Portobelo

En Portobelo se conjugan historia y paisaje, arte y religiosidad:  un lugar materialmente pobre, marginal quizás, pero con un espíritu riquísimo, que toca y recarga de una energía tan especial al que lo visita, y hace que ese breve espacio cargado de patrimonio sea mi preferido.
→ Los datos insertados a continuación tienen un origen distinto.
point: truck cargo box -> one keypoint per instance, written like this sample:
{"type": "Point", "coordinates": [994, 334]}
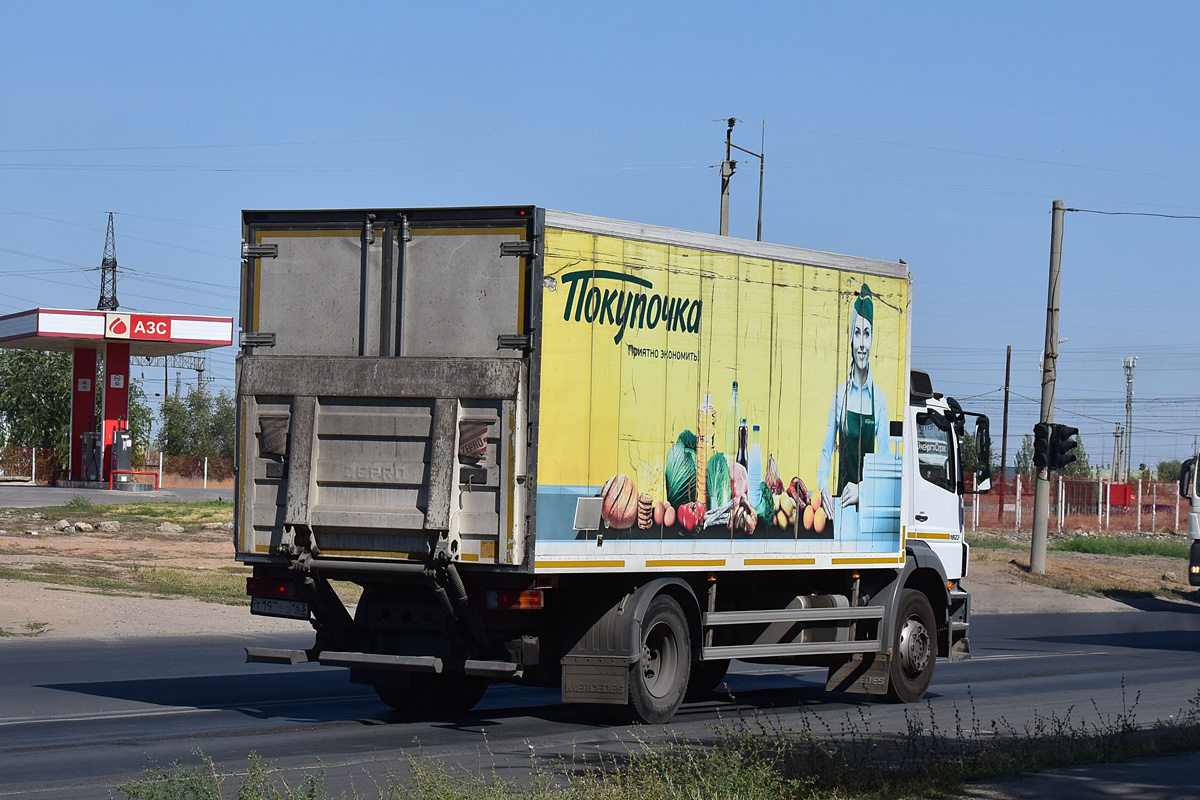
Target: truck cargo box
{"type": "Point", "coordinates": [531, 389]}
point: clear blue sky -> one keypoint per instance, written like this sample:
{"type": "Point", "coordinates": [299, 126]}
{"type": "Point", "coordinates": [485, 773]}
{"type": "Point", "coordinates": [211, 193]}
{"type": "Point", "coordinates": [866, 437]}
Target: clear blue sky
{"type": "Point", "coordinates": [939, 133]}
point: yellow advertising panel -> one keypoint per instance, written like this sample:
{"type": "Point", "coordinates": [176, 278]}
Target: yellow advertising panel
{"type": "Point", "coordinates": [718, 402]}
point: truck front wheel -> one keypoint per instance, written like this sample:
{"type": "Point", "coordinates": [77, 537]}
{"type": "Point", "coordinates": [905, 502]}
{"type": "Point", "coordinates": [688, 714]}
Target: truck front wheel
{"type": "Point", "coordinates": [659, 678]}
{"type": "Point", "coordinates": [913, 648]}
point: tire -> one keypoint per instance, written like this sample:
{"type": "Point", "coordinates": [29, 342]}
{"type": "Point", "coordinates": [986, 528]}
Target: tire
{"type": "Point", "coordinates": [913, 648]}
{"type": "Point", "coordinates": [659, 679]}
{"type": "Point", "coordinates": [429, 693]}
{"type": "Point", "coordinates": [706, 675]}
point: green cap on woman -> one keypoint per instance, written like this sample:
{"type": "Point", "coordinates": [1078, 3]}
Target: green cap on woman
{"type": "Point", "coordinates": [863, 306]}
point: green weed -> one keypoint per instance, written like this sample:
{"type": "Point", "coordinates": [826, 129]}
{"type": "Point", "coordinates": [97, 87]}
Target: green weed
{"type": "Point", "coordinates": [1114, 546]}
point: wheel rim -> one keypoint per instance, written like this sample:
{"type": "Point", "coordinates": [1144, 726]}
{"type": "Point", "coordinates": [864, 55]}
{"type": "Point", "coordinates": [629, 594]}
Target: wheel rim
{"type": "Point", "coordinates": [915, 647]}
{"type": "Point", "coordinates": [660, 660]}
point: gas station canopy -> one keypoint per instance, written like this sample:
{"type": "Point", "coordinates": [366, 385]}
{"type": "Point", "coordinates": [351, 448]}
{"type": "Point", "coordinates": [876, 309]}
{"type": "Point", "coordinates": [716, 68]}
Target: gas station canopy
{"type": "Point", "coordinates": [118, 336]}
{"type": "Point", "coordinates": [58, 329]}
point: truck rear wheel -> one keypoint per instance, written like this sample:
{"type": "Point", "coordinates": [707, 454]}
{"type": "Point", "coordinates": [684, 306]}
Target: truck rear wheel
{"type": "Point", "coordinates": [913, 648]}
{"type": "Point", "coordinates": [435, 693]}
{"type": "Point", "coordinates": [659, 678]}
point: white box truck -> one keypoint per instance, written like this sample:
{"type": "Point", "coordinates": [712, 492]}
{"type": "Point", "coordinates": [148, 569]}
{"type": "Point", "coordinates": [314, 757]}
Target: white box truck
{"type": "Point", "coordinates": [591, 453]}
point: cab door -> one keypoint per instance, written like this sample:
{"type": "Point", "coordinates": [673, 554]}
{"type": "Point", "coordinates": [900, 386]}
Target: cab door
{"type": "Point", "coordinates": [934, 503]}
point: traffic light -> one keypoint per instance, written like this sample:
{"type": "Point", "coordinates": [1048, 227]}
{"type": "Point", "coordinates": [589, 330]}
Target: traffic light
{"type": "Point", "coordinates": [1041, 444]}
{"type": "Point", "coordinates": [1061, 445]}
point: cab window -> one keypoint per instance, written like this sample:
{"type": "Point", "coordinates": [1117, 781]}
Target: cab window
{"type": "Point", "coordinates": [935, 453]}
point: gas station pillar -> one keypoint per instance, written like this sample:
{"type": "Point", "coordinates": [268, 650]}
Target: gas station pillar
{"type": "Point", "coordinates": [83, 405]}
{"type": "Point", "coordinates": [117, 396]}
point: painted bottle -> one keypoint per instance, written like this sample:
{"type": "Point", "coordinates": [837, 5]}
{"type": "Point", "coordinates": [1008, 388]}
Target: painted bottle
{"type": "Point", "coordinates": [706, 445]}
{"type": "Point", "coordinates": [755, 465]}
{"type": "Point", "coordinates": [743, 444]}
{"type": "Point", "coordinates": [731, 426]}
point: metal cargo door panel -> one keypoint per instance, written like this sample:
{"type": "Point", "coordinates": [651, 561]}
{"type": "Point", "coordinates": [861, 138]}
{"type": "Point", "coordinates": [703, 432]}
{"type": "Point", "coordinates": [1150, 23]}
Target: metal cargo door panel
{"type": "Point", "coordinates": [459, 294]}
{"type": "Point", "coordinates": [385, 457]}
{"type": "Point", "coordinates": [319, 296]}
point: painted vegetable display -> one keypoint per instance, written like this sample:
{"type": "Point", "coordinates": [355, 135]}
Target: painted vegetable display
{"type": "Point", "coordinates": [619, 507]}
{"type": "Point", "coordinates": [763, 501]}
{"type": "Point", "coordinates": [799, 492]}
{"type": "Point", "coordinates": [739, 481]}
{"type": "Point", "coordinates": [681, 470]}
{"type": "Point", "coordinates": [645, 511]}
{"type": "Point", "coordinates": [786, 511]}
{"type": "Point", "coordinates": [691, 516]}
{"type": "Point", "coordinates": [719, 491]}
{"type": "Point", "coordinates": [743, 519]}
{"type": "Point", "coordinates": [772, 477]}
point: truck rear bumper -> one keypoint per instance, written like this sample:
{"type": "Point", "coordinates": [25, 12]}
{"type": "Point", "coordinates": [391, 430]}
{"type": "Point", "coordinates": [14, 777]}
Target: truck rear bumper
{"type": "Point", "coordinates": [496, 669]}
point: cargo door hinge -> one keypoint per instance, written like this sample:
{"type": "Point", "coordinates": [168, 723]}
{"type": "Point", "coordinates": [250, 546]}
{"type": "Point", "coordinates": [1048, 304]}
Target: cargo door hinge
{"type": "Point", "coordinates": [259, 251]}
{"type": "Point", "coordinates": [522, 342]}
{"type": "Point", "coordinates": [516, 248]}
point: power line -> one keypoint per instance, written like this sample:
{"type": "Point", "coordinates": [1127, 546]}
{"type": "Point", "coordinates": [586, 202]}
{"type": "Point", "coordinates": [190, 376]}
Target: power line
{"type": "Point", "coordinates": [1137, 214]}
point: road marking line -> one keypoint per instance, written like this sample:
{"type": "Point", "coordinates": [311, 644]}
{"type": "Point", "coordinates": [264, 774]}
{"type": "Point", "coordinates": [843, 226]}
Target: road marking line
{"type": "Point", "coordinates": [1037, 655]}
{"type": "Point", "coordinates": [100, 716]}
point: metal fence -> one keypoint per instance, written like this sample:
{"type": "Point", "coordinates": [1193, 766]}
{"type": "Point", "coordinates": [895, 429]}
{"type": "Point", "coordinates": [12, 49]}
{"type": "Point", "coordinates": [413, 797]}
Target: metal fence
{"type": "Point", "coordinates": [40, 465]}
{"type": "Point", "coordinates": [29, 465]}
{"type": "Point", "coordinates": [1079, 504]}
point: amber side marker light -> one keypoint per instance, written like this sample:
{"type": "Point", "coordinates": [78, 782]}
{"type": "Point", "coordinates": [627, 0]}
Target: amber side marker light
{"type": "Point", "coordinates": [268, 588]}
{"type": "Point", "coordinates": [527, 600]}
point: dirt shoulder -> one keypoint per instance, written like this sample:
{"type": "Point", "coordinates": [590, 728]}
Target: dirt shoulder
{"type": "Point", "coordinates": [999, 581]}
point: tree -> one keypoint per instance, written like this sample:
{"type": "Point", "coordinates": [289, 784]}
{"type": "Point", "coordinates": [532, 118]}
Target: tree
{"type": "Point", "coordinates": [35, 400]}
{"type": "Point", "coordinates": [1080, 467]}
{"type": "Point", "coordinates": [1025, 456]}
{"type": "Point", "coordinates": [1169, 470]}
{"type": "Point", "coordinates": [971, 458]}
{"type": "Point", "coordinates": [35, 403]}
{"type": "Point", "coordinates": [198, 425]}
{"type": "Point", "coordinates": [141, 421]}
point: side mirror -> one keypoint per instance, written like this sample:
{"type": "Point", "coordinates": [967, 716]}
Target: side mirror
{"type": "Point", "coordinates": [983, 453]}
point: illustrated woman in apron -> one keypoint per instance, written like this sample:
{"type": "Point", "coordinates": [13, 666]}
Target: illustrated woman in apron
{"type": "Point", "coordinates": [858, 423]}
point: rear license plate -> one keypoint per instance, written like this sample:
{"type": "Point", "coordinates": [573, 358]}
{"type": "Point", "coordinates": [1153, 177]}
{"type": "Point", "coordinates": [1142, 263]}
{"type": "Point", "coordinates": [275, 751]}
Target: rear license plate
{"type": "Point", "coordinates": [271, 607]}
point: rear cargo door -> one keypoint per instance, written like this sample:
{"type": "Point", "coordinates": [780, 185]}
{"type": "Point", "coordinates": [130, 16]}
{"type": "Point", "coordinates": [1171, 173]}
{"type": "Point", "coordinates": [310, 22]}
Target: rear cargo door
{"type": "Point", "coordinates": [393, 373]}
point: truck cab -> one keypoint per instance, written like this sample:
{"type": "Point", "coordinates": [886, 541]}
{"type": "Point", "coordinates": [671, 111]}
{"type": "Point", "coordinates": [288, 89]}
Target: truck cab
{"type": "Point", "coordinates": [1189, 489]}
{"type": "Point", "coordinates": [933, 510]}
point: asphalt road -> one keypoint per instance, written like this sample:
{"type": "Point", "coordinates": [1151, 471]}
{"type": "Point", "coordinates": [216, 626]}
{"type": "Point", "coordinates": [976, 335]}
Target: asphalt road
{"type": "Point", "coordinates": [78, 716]}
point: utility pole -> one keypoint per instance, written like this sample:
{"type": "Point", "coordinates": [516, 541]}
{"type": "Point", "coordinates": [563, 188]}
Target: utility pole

Las lecturas posibles de Portobelo son tantas como las espinas de un erizo marino.  Yo soy arqueólogo, entre otras razones, por las vivencias de mi niñez.

Mi padre siempre nos llevaba a mí y a mis primos (los Tomás) en su Mini rojo clásico de paseo a Portobelo y la playa: era absolutamente maravilloso para mi mente infantil recrearme con las historias de piratas y tesoros, recorriendo las misteriosas ruinas de los fuertes y deleitándome en el infinito del Caribe.

Además, la bahía de Portobelo es un paisaje hermoso, no en vano el propio Cristóbal Colón la bautizó como “bel porto” hace 510 años. 

Tal escenario natural enmarcó el complejo sistema colonial de flotas y ferias que configuró al “triángulo estratégico” panameño (cuyos otros vértices eran San Lorenzo y la ciudad de Panamá, unidos por el río Chagres y los empedrados caminos Real y de Cruces) como una de las “llaves” del imperio español en el Nuevo Mundo.  

Por siglos Portobelo no solo fue objeto de la codicia más desaforada, peón indispensable en la partida del ajedrez global de los imperios, y sitio donde se diseñó y construyó el más sofisticado sistema de defensa militar del istmo. 

También fue caldo de cultivo de expresiones culturales maravillosas.  De hecho son pocos los sitios inscritos en la lista del Patrimonio Mundial de la Unesco que pueden jactarse de tradiciones locales con un simbolismo tan sofisticado.

Uno de ellos, la devoción sincrética al Cristo Negro, con su peregrinación anual orlada por túnicas moradas, o el ritual congo, que nos habla, en su propio idioma (por cierto reconocido por estudiosos como código lingüístico singularmente interesante) de la resistencia del esclavo ante la dominación española en una reflexión, desde lo popular, sobre la eterna lucha entre el bien y el mal, pero en clave de baile y de sorna, a ritmo de percusión y de palmas.

Si hay un lugar en nuestro país donde el visitante puede conectar el patrimonio tangible con lo intangible, descubriendo una rica herencia de piedra y tambor, reconocer lo europeo y lo africano en un paisaje que nos susurra historia en un fascinante rejuego global y local... es allí.